A key DevOps best practice is automation, which really streamlines the digital experience for software development in highly regulated industries — particularly when applied to documentation. Attempting to introduce new tech while working with paper-based methods of documentation to meet standards and regulations is fraught with difficulty.

The answer is to work on both the innovation and compliance sides of development simultaneously, rather than documenting and then developing. By maximising the amount of electronic digital integrations and tooling within the product development life cycle, paper-based documentation becomes redundant.

The risk of continuing with the traditional paper documentation mind-set is that even the smallest compliance gaps can become major issues. For example, if the FDA finds an issue during an audit of a medical device company and the appropriate documentation cannot be reproduced, systems may have to be shut down.

However, if the company had moved to a fully digital quality management system with appropriate design controls and fully integrated processes for designing, developing, releasing and maintaining the software, the automated documentation would detail the most up-to-date modifications and capabilities. Any code change would be fully traceable to why it was changed, who changed it and how it was tested. This would make mistakes easy to identify and eliminate human error.

Integrating security as part of DevOps (DevSecOps) involves combining processes and tools that enable security integration in DevOps workflows. Automation, early and ongoing security scanning, testing across multiple layers (host operating systems, container runtimes, etc.) are all part of DevSecOps best practices.

Equally important is embedding a security mind-set in the people who control the pipeline. Development and operations need to buy into the importance of security, and they also need to work together to ensure logging and monitoring are in place. Logging and log management are often overlooked, but they are key aspects of DevSecOps. You need to get your operations and applications teams working with security to create and follow an effective logging strategy.

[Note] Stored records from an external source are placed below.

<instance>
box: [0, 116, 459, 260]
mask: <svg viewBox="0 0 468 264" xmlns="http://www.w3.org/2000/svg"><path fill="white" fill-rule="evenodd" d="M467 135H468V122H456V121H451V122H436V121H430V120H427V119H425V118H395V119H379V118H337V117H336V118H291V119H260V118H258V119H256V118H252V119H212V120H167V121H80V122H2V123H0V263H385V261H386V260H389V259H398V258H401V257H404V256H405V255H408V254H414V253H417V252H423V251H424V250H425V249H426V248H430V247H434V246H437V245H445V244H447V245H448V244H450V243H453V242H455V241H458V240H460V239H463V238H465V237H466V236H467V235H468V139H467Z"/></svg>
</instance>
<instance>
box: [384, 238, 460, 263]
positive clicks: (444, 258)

For successful DevOps, technology is secondary to culture. In functionally siloed organisations, operations and development teams can view each with mutual resentment for increasing each other’s workloads.

This culture needs to shift so that teams are aligned with a common purpose. Individuals should feel that their voices are heard and that their contribution is important. By establishing buy-in from the bottom up rather than imposing structural change from upper management, team members will feel invested in the new culture, integrating the approach organically.

Even when organisations understand the potential for positive business impacts, a lack of expertise in DevOps can deter them from making the leap. The solution is to engage an expert external partner to implement DevOps best practices that the business can leverage into the future.

At NearForm, we recently worked with a global pharmaceutical company to help progress their digital transformation with a platform to create and manage a study tracker application for lab testing. Our work also included building a complimentary Azure-based DevOps platform, which will also be used on future projects.

This was a highly complex project with challenging requirements and timelines, but its completion has fast-tracked the company’s digital transformation, drastically reducing release cycles and encoding DevOps best practices that can be employed for future products and new features.

For companies in highly regulated industries wondering how to make the transition to DevOps, engaging an external partner to conduct a proof of concept or complete a lighthouse project is a relatively quick and low-risk way to experience the speed, efficiency and other benefits that DevOps can bring.